Today is the UN International Day of Persons with Disabilities. We asked members of our Insight Group to share what "The Future is Accessible" means to them. Chloe Holgate shared this story.
Last week I went to the cinema to watch a film. Although I now know there are a number of signs saying the parking limit was 3 hours, it was something we just didn’t see.
As the film was almost 3 hours when you included trailers and adverts, plus time to buy tickets we overstayed by 26 minutes.
We know this because we received a parking ticket.
I was really confused, because as I said we hadn’t seen the signs, but as a wheelchair user the carpark is the only safe place in which I can park in order to safely gain access to the cinema.
I felt that it was unfair that this time limit meant I am unable to watch a large number of films because I can no longer park in the car park. There is no pay and display road parking that is close enough, and other car parks are too far away for me to then be able to safely get to the cinema.
I appealed the ticket and wrote to the place where the cinema was. My appeal was rejected but the reply I got from the place in all honesty upset me.

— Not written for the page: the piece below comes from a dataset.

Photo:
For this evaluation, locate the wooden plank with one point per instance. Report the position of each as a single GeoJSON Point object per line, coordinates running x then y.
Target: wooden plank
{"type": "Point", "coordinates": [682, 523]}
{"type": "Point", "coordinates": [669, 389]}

I got upset because at no point in this reply are my actual issues addressed. I’ve explained to them I feel discriminated against because the implications of their time policy means I as someone with a disability feels I am unable to now attend a film at their cinema. I either have to restrict what I want to watch to fit into these times. I go see a film and I’m charged £60 to £100 for overstaying, or I just don’t go.
As someone with a disability that faces access issues on a daily basis I felt dismissed and overlooked. Something you are made to feel every time a place tells you it’s accessible, but every time you try to access a disabled bathroom it is blocked by high chairs, or used as a storage cupboard. Every time someone parks in the disabled space because they need to just quickly use the cash point.
I’m a person with a disability, not an afterthought.
This issue is something that shouldn’t even be a problem, there should be a concession for those with disabilities, or at the very least acknowledgment. I replied expressing my hurt in being dismissed, I have yet to receive a reply.
Tuesday the 3rd of December is international day of people with disabilities, I was asked to write what ‘The future is accessible’ means to me.
It means that situations like this aren’t even a thing.
It means I can make plans with my friends and not worry.
It means I can make a doctors or hospital appointment and know I can go without having to call ahead and make sure I’ll be able to be seen.
It’s just all those “little things” that make the biggest differences.